Bridging papermaking and hydrogel production: Nanoparticle-loaded cellulosic hollow fibers with pitted walls as skeleton materials for multifunctional electromagnetic hydrogels.

ABSTRACT

Electromagnetic hydrogels have attracted significant attention due to their vast potential in soft robotics, biomedical engineering, and energy harvesting. To facilitate future commercialization via large-scale industrial processes, we present a facile concept that utilizes the specialized knowledge of papermaking to fabricate hydrogels with multifunctional electromagnetic properties. The principles of papermaking wet end chemistry, which involves the handling of interactions among cellulosic fibers, fines, polymeric additives, and other components in aqueous systems, serves as a key foundation for this concept. Notably, based on these principles, the versatile use of chemical additives in combination with cellulosic materials enables the tailored design of various products. Our methodology exploits the unique hierarchically pitted and hollow tube-like structures of papermaking grade cellulosic fibers with discernible pits, enabling the incorporation of magnetite nanoparticles through lumen loading. By combining microscale softwood-derived cellulosic fibers with additives, we achieve dynamic covalent interactions that transform the cellulosic fiber slurry into an impressive hydrogel. The cellulosic fibers act as a skeleton, providing structural support within the hydrogel framework and facilitating the dispersion of nanoparticles. In accordance with our concept, the typical hydrogel exhibits combined attributes, including electrical conductivity, self-healing properties, pH responsiveness, and dynamic rheologic behavior.
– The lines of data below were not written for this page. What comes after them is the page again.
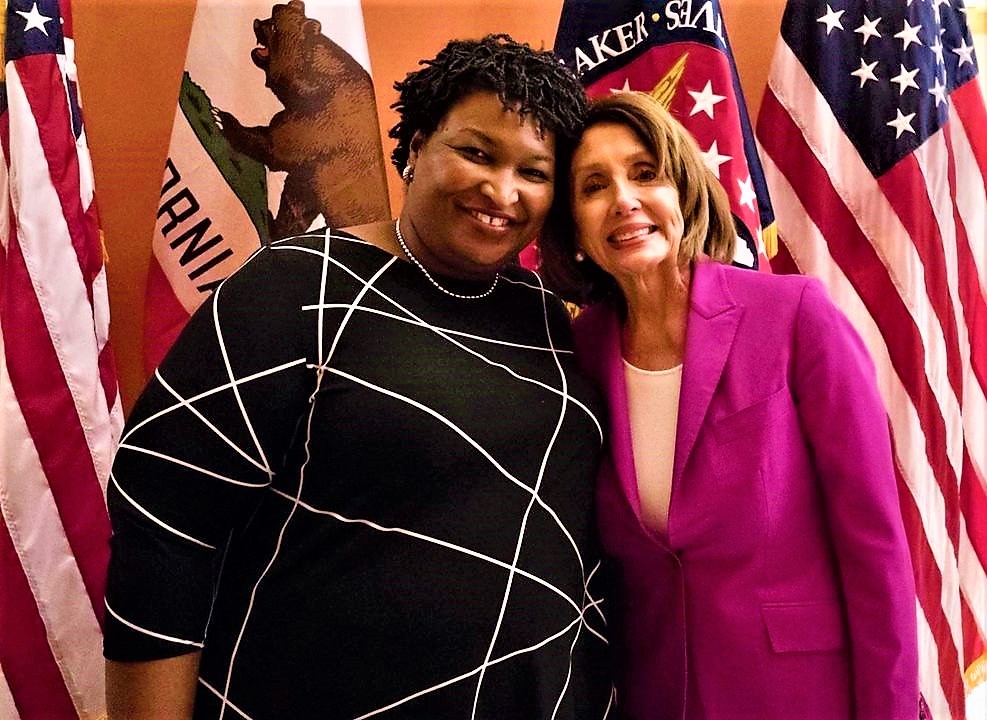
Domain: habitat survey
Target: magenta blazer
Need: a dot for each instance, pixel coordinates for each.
(784, 590)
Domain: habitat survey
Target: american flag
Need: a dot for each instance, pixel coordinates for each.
(874, 139)
(679, 52)
(60, 415)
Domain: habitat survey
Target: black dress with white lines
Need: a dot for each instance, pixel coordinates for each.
(393, 487)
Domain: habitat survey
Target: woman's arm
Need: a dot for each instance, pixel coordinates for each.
(162, 689)
(844, 419)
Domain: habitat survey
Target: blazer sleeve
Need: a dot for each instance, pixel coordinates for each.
(846, 425)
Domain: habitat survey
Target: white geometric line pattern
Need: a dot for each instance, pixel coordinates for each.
(308, 429)
(594, 604)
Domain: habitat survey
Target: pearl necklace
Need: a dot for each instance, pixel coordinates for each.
(407, 251)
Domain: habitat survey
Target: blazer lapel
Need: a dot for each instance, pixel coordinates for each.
(712, 326)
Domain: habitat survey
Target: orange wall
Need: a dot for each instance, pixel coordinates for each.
(131, 53)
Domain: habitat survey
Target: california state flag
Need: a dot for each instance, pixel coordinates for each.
(276, 132)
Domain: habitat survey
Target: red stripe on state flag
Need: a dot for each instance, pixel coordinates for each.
(31, 671)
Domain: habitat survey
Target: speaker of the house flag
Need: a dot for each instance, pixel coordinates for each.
(276, 132)
(678, 52)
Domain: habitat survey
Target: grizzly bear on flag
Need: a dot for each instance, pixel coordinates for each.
(326, 137)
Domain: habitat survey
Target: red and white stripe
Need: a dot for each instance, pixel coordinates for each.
(904, 256)
(59, 405)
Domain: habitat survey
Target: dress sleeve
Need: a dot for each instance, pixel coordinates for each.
(202, 443)
(846, 424)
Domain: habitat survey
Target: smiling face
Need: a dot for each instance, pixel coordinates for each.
(627, 213)
(483, 185)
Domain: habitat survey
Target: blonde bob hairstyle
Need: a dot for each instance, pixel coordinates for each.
(709, 226)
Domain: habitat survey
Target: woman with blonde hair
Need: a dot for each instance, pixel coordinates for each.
(748, 496)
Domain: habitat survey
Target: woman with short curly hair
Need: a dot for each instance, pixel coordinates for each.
(360, 485)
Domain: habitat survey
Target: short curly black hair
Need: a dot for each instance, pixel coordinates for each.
(535, 82)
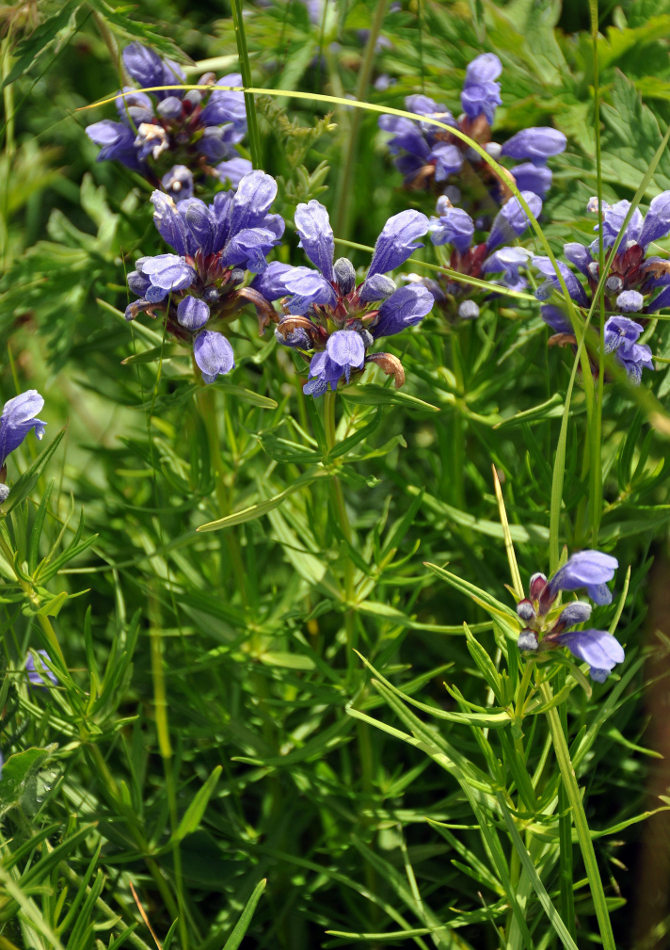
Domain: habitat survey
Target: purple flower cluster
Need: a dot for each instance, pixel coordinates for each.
(543, 630)
(455, 227)
(19, 416)
(328, 313)
(431, 157)
(170, 136)
(636, 283)
(201, 284)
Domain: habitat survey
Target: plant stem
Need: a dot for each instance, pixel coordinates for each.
(579, 816)
(347, 168)
(245, 69)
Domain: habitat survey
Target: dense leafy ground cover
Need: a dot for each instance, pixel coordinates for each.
(300, 683)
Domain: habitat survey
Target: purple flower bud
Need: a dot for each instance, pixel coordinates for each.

Our approach not only yields hydrogels with interesting properties but also aligns with the forefront of advanced cellulosic material applications. These materials hold the promise in remote strain sensing devices, electromagnetic navigation systems, contactless toys, and flexible electronic devices. The concept and findings of the current work may shed light on materials innovation based on traditional pulp and paper processes. Furthermore, the facile processes involved in hydrogel formation can serve as valuable tools for chemistry and materials education, providing easy demonstrations of principles for university students at different levels.